I rely on screentime to make an income. I'm a (trying to) work at home mom -- if I don't throw some Netflix into my son's day my bank account would be crying. (Work calls coupled with the background of a small child yelling that they have poop on their hand don't go well.)

Because I'm not immune to the mom-guilt everyone keeps telling me is pointless, I made up "learning games" to go with the shows my son watches, to slough away a bit of the guilt. And some of them are so fun I shirk work to watch a show with him.

Most of my screentime remorse came from the zombie-fying effect of a television. My lively tot used to turn into a hunched-over glassy-eyed statue whenever a screen was glowing. He now becomes animated, gathering his toys and art supplies as he preps for a show or movie.

And I grab my camera phone (can I call my iPhone a camera phone?) to take delicious videos of my son mimicking Big Bird.

1. Find The Animals. Have your kiddo holler out each time they spot an animal. If they're writing, have them scribble down the name of each animal they see, or draw it, if they're still learning their Ps and Qs. You can switch it up by having them look out for different colors, shapes, items in nature, household goods, etc.

2. Pause, and Repeat the Song. Musical memory folks. If your child is too young to pause a show on their own, do this with them. After a song is sung on the show, pause it and try your best to repeat it. You may need to watch and repeat a few times before it's nailed. (You can also do this with sweet dance moves shown on the program.)

3. Copy the Actions of the Characters. Exercise yo! Those little animated peeps can really move. Safely, have your child recreate the actions of the characters until they're too tuckered out to continue. I always participate in this one (in the name of coaxing my old abs out) and rarely make it more than five minutes- especially when we're watching Super Why, flying around takes a lot of energy. If you want to take this activity to the next level, dress up like the characters.

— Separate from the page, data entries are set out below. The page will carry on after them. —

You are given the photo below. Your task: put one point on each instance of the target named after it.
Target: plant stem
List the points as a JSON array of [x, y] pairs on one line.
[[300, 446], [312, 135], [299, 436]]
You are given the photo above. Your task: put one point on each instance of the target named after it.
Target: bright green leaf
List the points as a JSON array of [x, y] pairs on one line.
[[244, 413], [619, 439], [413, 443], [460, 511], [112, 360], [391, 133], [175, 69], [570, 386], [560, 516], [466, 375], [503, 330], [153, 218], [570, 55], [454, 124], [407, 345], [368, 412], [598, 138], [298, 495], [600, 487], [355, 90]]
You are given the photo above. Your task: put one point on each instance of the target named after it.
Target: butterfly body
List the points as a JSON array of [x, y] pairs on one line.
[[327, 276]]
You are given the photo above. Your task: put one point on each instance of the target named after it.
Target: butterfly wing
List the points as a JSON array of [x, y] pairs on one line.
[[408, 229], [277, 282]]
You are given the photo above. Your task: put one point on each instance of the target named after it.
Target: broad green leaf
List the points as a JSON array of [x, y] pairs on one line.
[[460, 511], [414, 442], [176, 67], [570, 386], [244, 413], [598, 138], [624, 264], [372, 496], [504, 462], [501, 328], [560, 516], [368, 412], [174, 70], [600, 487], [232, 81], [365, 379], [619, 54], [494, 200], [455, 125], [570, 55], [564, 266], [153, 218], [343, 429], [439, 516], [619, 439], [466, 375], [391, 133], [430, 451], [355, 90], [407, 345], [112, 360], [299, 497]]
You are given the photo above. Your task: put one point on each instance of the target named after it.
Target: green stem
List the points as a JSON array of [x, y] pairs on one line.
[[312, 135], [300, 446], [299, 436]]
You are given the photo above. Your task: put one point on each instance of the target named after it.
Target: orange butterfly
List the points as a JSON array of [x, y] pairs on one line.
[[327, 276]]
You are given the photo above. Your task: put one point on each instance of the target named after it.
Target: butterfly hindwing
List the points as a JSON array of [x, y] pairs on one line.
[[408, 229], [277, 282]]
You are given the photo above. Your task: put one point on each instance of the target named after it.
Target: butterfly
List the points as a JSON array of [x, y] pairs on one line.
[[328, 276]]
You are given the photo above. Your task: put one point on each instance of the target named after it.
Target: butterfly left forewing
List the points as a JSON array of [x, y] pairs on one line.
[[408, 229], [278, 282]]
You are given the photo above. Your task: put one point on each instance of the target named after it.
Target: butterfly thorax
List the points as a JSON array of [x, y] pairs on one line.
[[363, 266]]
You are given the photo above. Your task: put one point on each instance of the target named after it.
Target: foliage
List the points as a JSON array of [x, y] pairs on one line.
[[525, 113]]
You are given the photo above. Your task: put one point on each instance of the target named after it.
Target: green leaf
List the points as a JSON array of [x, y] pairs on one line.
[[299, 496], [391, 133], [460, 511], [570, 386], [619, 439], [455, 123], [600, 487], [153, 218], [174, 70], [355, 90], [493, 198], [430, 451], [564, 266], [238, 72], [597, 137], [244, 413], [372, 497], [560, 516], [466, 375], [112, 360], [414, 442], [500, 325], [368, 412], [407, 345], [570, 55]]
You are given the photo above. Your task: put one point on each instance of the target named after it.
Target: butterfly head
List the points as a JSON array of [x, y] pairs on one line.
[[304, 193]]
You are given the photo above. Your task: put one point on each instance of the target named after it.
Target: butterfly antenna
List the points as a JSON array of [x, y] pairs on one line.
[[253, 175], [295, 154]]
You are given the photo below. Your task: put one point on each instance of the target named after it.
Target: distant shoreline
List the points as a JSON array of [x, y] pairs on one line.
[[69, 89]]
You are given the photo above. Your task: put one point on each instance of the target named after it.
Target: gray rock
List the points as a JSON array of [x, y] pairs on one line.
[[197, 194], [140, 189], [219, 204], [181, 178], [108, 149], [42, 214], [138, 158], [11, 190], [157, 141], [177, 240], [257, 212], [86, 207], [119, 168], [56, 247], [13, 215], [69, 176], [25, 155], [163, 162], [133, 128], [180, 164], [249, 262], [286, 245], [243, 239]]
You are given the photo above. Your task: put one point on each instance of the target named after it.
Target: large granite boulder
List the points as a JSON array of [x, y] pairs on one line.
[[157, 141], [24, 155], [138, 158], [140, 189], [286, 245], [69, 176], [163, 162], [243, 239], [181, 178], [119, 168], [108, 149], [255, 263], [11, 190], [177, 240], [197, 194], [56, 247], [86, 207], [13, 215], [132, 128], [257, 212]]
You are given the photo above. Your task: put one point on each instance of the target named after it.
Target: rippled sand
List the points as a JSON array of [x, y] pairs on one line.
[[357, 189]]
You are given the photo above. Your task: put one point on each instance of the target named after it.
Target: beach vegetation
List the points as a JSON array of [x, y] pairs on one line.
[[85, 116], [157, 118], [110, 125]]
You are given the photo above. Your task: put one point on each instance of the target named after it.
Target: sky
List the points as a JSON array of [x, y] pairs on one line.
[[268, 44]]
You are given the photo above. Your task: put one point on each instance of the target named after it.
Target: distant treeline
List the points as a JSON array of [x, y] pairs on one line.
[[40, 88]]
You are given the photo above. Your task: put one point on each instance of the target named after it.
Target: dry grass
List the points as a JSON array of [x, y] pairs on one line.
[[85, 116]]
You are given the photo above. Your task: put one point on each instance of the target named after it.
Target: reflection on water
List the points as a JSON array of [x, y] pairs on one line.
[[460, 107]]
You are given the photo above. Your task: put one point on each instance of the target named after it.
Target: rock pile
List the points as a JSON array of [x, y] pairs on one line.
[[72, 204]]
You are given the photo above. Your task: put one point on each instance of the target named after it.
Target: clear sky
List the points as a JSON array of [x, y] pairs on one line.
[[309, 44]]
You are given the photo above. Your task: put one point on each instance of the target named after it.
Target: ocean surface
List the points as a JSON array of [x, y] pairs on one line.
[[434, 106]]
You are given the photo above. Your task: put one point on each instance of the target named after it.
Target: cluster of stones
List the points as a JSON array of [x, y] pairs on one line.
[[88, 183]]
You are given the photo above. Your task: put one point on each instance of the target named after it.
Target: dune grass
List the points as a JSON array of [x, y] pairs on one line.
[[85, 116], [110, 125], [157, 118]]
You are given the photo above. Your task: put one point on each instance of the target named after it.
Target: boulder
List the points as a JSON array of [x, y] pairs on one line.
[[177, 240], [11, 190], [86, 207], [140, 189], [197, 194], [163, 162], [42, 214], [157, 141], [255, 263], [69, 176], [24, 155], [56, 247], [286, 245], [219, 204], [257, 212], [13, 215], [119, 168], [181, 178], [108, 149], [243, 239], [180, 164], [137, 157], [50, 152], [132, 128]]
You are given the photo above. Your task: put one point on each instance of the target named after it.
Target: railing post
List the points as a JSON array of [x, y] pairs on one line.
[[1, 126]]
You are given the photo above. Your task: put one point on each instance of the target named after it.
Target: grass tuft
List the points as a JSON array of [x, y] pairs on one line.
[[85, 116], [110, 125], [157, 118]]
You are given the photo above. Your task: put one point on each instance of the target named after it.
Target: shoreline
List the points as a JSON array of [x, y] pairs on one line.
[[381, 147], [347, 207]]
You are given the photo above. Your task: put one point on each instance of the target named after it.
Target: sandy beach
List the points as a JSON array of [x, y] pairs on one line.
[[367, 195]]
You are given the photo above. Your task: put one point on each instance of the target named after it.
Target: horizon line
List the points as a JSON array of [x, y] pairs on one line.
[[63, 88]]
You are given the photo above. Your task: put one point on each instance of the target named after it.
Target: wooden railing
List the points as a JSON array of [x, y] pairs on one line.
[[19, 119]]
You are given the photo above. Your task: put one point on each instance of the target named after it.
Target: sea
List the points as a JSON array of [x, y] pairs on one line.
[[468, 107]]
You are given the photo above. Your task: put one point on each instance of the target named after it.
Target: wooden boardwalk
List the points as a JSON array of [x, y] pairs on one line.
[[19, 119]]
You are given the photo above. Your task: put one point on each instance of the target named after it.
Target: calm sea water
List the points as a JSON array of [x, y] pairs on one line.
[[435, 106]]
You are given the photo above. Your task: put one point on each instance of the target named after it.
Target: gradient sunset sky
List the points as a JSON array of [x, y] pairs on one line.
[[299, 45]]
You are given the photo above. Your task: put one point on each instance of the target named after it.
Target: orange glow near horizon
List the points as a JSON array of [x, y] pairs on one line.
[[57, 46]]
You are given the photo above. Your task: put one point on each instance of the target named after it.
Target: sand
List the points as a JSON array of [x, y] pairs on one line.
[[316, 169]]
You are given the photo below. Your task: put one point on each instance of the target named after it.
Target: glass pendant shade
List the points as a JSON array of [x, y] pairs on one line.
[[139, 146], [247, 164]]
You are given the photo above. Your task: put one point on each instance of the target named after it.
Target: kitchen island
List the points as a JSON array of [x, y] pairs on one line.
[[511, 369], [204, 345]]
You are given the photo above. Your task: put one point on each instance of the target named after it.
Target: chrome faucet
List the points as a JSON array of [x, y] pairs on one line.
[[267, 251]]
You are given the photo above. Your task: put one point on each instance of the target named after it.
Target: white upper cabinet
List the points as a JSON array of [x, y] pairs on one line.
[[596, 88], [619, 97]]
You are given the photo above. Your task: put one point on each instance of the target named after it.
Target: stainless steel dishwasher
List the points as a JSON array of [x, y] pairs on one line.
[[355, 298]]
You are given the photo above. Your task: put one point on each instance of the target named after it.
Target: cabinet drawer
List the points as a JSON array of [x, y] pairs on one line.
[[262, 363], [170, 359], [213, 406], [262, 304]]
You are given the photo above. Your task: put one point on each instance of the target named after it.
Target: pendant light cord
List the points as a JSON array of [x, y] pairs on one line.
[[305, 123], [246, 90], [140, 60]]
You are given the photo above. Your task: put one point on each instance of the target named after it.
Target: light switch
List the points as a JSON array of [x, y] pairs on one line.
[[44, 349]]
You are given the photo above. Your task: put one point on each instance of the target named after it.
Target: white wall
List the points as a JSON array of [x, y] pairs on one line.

4. Cook that Food. Instruct your little to keep an eye out for the food that appears in the show and to choose their favorite. You can then make the meal together later that day, having your child tell you as many of the ingredients as they can. (Expert Tip: I make sure to only choose shows with characters that primarily eat PB&Js and Mac n' cheese.)

5. Recreate the Scene With Toys. Bring out a box of toys and have your child recreate the scenes of the show with their 3D creatures. My son often gets so absorbed in his toys he forgets about the show.

6. Pause, and Solve the Characters Problem. Most kid shows are perfectly set up to teach good morals and manners (with the exception of Oscar's Oasis.) Pause the show after a problem is presented and ask your child how the characters should solve the issue. This one opens up some pretty interesting (hilarious) conversations- and awakens their inner Baby Buddha wisdom.

7. Draw Your Favorite Scene. Get a glimpse into your child's mind by having them draw their favorite scene from the show, and explain the drawing to you. It's fascinating to see and hear how they interpreted the show (it's rarely what you would expect.)

If you really want to make life interesting, try these games with your adult shows, coupled with a bottle of wine.